L`érection de Beni en mission indépendante stimula le zèle apostolique des missionnaires assomptionnistes. Il furent encouragés par la visite de leur Supérieur général, le Père Gervais Quénard venu au Congo pour un séjour de deux mois (04 novembre 1935-03 janvier 1936) durant lequel il s'intéressa aux œuvres réalisées et projetées par les missionnaires, leur prêcha une retraite annuelle.

Il vint aussi avec un groupe de trois missionnaires et des ânes qui faciliteraient les randonnées apostoliques des religieux dans les brousses. Ces présences furent ressenties par les missionnaires comme un appel á de nouvelles conquêtes stimulées par l`arrivée successive de deux groupes de nouveaux missionnaires en novembre et en décembre 1934.

Dès son retour en Europe, le Père Gervais Quénard publia son livre, Le Miracle des Églises noires. Il trouva un écho favorable auprès du pape Pie XI qui demanda la publication de son entretien avec le Père général dans l'Osservatore romano du 26 décembre 1936. Cette propagande missionnaire sur le Congo renforça par ailleurs l'enthousiasme de onze nouveaux missionnaires assomptionnistes.

Cette équipe masculine fut renforcée par l'arrivée du premier groupe missionnaire des Oblates de l'Assomption fondée en 1865 accueillies à Beni le 23 décembre 1935 où elles se mirent aussitôt au service de l'émancipation de la femme congolaise par l'instruction chrétienne et scolaire; s'engagèrent dans les œuvres sociales en soulageant les malades dans les dispensaires, en se souciant des orphelins, des lépreux, et en fondant des ouvroirs, des foyers sociaux, et des centre d'alphabétisation.

Grâce à la présence de ces deux congrégations religieuses missionnaires ; la mission connut une diversification des œuvres. Les missionnaires ouvrirent quatre nouveaux postes de mission : Bunyuka Notre Dame des Anges (1935), Mbingi Notre Dame des Lourdes (1935), Manguredjipa Saint Joseph (1937) et Kyondo, Marie Immaculée (1938). Ces nouvelles fondations exigèrent des missionnaires un travail de christianisation du peuple.
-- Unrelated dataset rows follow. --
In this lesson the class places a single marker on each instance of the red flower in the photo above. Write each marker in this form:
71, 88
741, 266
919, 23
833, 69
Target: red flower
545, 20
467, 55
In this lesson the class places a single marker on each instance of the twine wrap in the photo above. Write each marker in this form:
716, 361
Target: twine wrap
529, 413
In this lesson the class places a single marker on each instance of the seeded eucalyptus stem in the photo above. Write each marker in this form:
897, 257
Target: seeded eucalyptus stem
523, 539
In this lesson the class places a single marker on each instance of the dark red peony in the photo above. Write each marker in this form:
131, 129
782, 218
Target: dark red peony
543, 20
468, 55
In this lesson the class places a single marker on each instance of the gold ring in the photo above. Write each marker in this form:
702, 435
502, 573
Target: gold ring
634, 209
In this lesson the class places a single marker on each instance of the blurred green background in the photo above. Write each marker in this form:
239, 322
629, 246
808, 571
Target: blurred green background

Il se faisait par les randonnées continuelles en brousse, par l'instruction religieuse auprès des catéchumènes, par la régularisation des cas litigieux de mariages, et par l'instruction de la jeunesse dans les écoles centrales et rurales 620 .

Cependant, le secteur scolaire souffrait du manque de personnel enseignant qualifié. Les Assomptionnistes, dès le début de leur ministère apostolique à Beni; envoyaient les élèves les plus doués chez les Frères Maristes à Kilo dans la Préfecture du Lac Albert. Mais ces spécialistes de l'enseignement ne pouvaient recevoir qu'un nombre assez limité d'étudiants venant des missions voisines.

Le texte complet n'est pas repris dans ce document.